The controller calculates the machine speeds and feeds for the Lathe, Mill, Drill, and will soon calculate the same for 2x48 and 72 inch belt grinders. It also functions as a revolution counter for making springs and electrical windings.

Version 2.0 will have a minor layout change to provide better cable management and ergonomics.



Next steps are to design mounts for our Bridgeport Mills, 3 different lathes and 2 belt sanders

 

[TorontoBuilder]

Here is the count function in action.

The counter actually counts the pulses, and divides by the number of magnets and commences an incremental count. So in my case it counts 60 degree segments and displays 0/6, 1/6, 2/6, 3/6, 4/6, 5/6, 1_6/6 until one rotation is completed then resets the 60 degree number and displays 1 0/6. Then keeps on counting up.

Pushing the encoder wheel rests the count. Very simple way to wind magnet wire and ensure the exact same number of loops of wire, which is handy when winding many bobbins with wire.

 

[TorontoBuilder]

Lathe mode.

One issue that I think could be tweaked is the rpm smoothing. I think the delay is too long so the display overshoots on start up and takes a couple seconds to become stable. But that is a minor issue.

 

[Susquatch]

Nice in both counts!

One issue that I think could be tweaked is the rpm smoothing. I think the delay is too long so the display overshoots on start up and takes a couple seconds to become stable.

Yes, it needs a little smoothing. No biggie. Lotsa ways to do it. I assume you already did a rolling average. It could also benefit from an update regression so it changes quickly with bigger changes and slowly with smaller changes. That would fix the display updates after the machine is stopped.

Question - I know you are pressing something to select the options. Is that built into the selector dial or are you pressing something else someplace that I can't see?

 

[TorontoBuilder]

Nice in both counts!



Yes, it needs a little smoothing. No biggie. Lotsa ways to do it. I assume you already did a rolling average. It could also benefit from an update regression so it changes quickly with bigger changes and slowly with smaller changes. That would fix the display updates after the machine is stopped.

Question - I know you are pressing something to select the options. Is that built into the selector dial or are you pressing something else someplace that I can't see?

pressing the encoder wheel in activates the switch

 

[Susquatch]

pressing the encoder wheel in activates the switch

Cool. I thought so but I have not seen an encoder switch with that functionality. Where did you find that?

 

[TorontoBuilder]

Cool. I thought so but I have not seen an encoder switch with that functionality. Where did you find that?

it is a simple EC11 encoder. available everywhere for about 2 bucks.

20 steps per revolution, acts as a switch when pressed down as well

 

[Susquatch]

it is a simple EC11 encoder. available everywhere for about 2 bucks.

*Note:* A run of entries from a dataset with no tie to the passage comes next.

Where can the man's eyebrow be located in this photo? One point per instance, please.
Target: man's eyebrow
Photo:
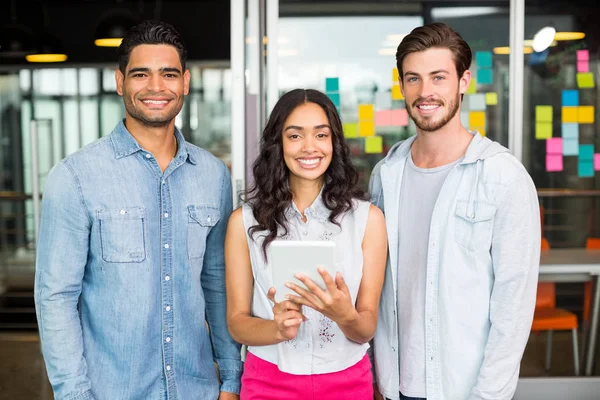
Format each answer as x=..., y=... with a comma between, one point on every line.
x=146, y=69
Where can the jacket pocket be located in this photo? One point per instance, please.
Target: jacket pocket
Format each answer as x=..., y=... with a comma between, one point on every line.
x=474, y=226
x=201, y=219
x=122, y=234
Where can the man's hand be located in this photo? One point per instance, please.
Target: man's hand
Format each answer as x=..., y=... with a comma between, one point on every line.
x=376, y=394
x=228, y=396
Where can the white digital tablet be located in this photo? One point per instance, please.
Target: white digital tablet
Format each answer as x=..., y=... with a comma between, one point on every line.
x=288, y=257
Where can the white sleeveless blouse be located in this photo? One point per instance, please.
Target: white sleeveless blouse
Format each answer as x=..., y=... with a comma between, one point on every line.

20 steps per revolution, acts as a switch when pressed down as well

Hahaha. Amazing how simple things fly under the rader so easily sometimes!

Thank you!

 

[TorontoBuilder]

Hahaha. Amazing how simple things fly under the rader so easily sometimes!

Thank you!

You can get two for $3.30 CAD from universal solder to play around with... they're very very handy and simple input device

2 pcs Rotary Encoder EC11 Series with Push Button Function

 

[Susquatch]

You can get two for $3.30 CAD from universal solder to play around with... they're very very handy and simple input device

2 pcs Rotary Encoder EC11 Series with Push Button Function

Even lower under the radar. I've been all over the universal solder website numerous times lately and never noticed it!

Again, thank you!

 

[Janger]

Nice project @TorontoBuilder

 

[Janger]

In practical use will you pick the machining mode, material, size of cutter and it says 348 rpm ?

 

[TorontoBuilder]

In practical use will you pick the machining mode, material, size of cutter and it says 348 rpm ?

So what the controller currently does is read the spindle rpm, from which it will calculate the surface feet per minute based on input diameter and the rpm of the selected drive system. It will calculate and display the feed rate based on the read rpm, and the input chip load. First the user selects the speed to yield the desired SFM. Then enters the chip load based on the tool and material, and obtains the recommended feed rate.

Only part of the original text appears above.